Detect Changes Component
Detect Changes Component
The Detect Changes component lets users scan two separate (but similar) tables, and insert a new column detailing if data has been inserted, deleted, changed, or even if the data is unchanged.
Any rows with key columns that contain NULL values will be ignored. NULL comparison values are considered equal.
The table below cites the Detect Changes component's setup properties, including any actions required of the user.
|Name||String||Input the descriptive name for the component.|
|Master Table||Select||Select a master table from the two inputs. This table is the one treated as default in the comparison with the second table.|
|Match Keys||Multiple Select||Select the key columns to join the two tables on. These columns must appear in both tables.|
|Compare Columns||Multiple Select||Select the columns that will be checked for changes. Just like the keys, these columns must appear in both tables; however, the two lists should not overlap.|
|Output Column Mapping||Input Column||Select input columns to map to output names. Sensible defaults are provided automatically; however, these can be changed.|
|Output Column||Name output columns to which selected input columns will map.|
|Indicator Column||String||Input a name for the new column in the output. By default, this column is named "Indictator". This column contains an indicator that shows the status of each record:
C the record has been changed.
D the record has been deleted.
I the record is identical.
N the record is new.
Note: switching the master table in the Master Table property will reverse the meaning of new (N) and deleted (D).
Detects changed, unchanged, added, or deleted data in a comparison table relative to the designated master table.
IndicatorsIndicators are single-letter codes that indicate what the state of a row is with regard to Detect Changes.
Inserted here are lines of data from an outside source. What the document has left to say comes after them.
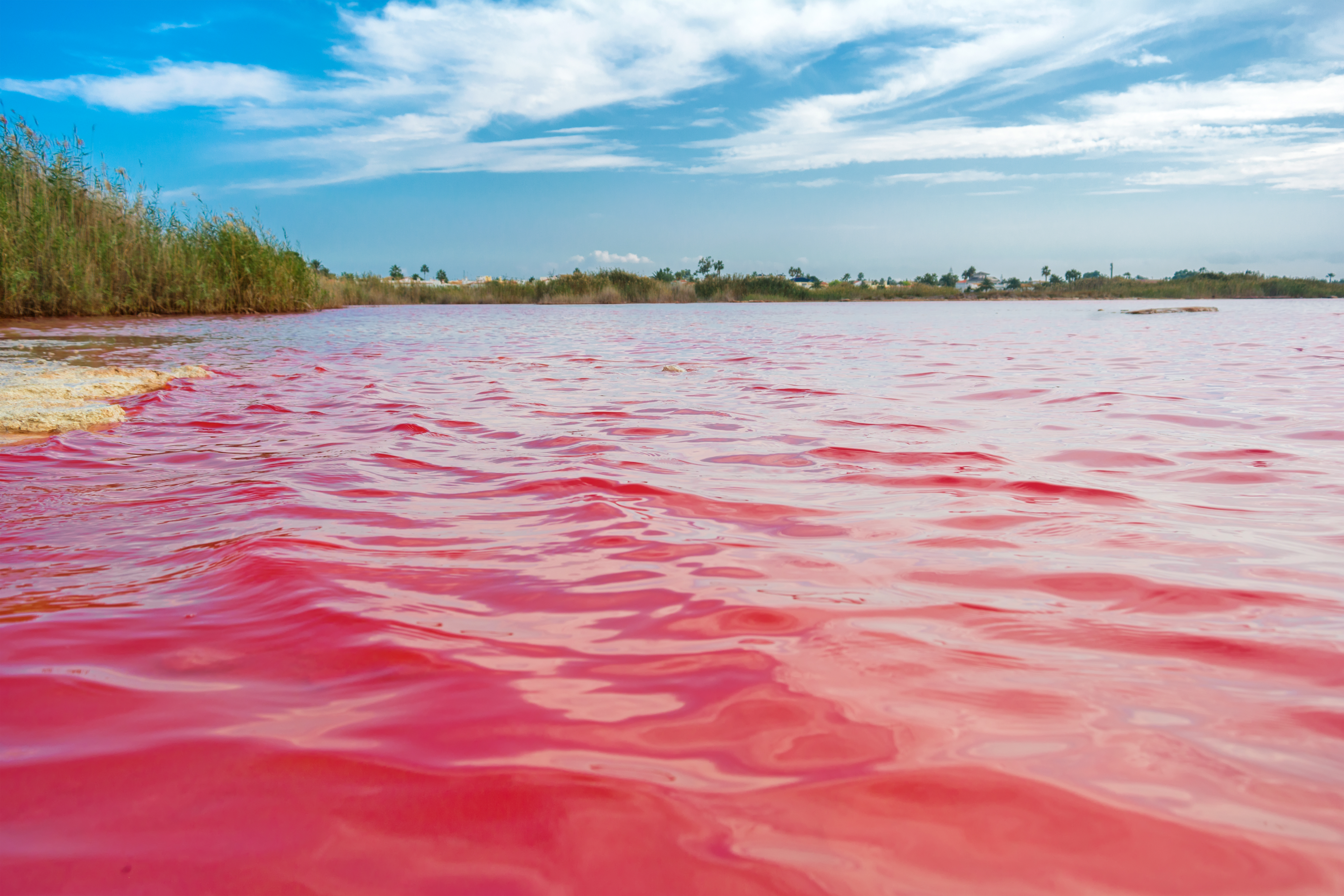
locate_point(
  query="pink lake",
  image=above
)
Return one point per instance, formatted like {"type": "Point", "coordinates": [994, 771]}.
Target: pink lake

The table below shows all indicators and their meanings.
|C||Changed: the record is present in both tables, with different values, but with the same ID.|
|D||Deleted: the record is present in the master table, but not in the second table.|
|I||Identical: the same record is present in both tables with no changes.|
|N||New: the record is not present in the master table, but is present in the second table.|
In this example, we have two tables containing similar data, and we want to quickly find which rows are different between the two. Our main table contains data for tasks that are to be completed, and the second table holds similar-but-updated data on those tasks. The Transformation Job is shown below.
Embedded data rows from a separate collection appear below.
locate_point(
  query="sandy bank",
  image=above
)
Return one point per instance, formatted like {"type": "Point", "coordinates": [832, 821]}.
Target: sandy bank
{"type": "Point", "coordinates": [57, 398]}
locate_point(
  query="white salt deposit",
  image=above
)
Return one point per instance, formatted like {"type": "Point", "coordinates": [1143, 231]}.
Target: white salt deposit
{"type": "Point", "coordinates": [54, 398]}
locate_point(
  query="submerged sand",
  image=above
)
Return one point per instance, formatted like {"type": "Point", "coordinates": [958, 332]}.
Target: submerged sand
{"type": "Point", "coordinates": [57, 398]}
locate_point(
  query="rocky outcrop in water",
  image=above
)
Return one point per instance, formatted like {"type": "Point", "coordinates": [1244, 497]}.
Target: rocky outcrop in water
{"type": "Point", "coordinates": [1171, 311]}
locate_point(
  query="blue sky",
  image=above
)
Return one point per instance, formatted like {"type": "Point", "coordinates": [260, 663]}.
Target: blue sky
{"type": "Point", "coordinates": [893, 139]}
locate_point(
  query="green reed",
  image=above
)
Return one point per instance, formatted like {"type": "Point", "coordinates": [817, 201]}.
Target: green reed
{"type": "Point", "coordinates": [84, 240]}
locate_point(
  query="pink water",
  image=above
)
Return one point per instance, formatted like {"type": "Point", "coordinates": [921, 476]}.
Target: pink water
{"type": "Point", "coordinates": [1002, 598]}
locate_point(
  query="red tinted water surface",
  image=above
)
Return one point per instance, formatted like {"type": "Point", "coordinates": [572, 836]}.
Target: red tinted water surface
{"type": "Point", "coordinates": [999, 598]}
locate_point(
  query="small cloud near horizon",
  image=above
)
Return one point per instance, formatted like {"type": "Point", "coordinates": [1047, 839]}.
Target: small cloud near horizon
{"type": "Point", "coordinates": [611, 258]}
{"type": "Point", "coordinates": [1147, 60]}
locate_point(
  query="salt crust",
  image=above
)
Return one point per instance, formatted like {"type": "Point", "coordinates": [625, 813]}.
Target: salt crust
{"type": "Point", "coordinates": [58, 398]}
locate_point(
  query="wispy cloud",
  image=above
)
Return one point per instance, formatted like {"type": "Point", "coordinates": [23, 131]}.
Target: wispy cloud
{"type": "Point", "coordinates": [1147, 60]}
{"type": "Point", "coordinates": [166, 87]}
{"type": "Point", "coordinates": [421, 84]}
The two tables feed into a single Detect Changes component. We have chosen the original table of task data to be the master table, although it matters little in this case, since both lists are complete and very similar. We choose to match the two tables by their ID, which is the ID of the task and as such does not change. We then choose to compare the tables via the 'status_id' column, containing values that change according to how near to completion a given task is.
It is instructive next to review the data we are feeding into the Detect Changes component. Below we see the two sets of data. Note that they are very close to identical, with exception to the 'status_id' values, which can change over time.
Running this job will produce the data sampled below. Each row is identified by the ID number and has an associated "Indicator" column. This indicator tells us how each particular row has changed. In this case, we can see that many rows are identical (I). However, some rows have been changed (C), so we know those tasks have been worked on.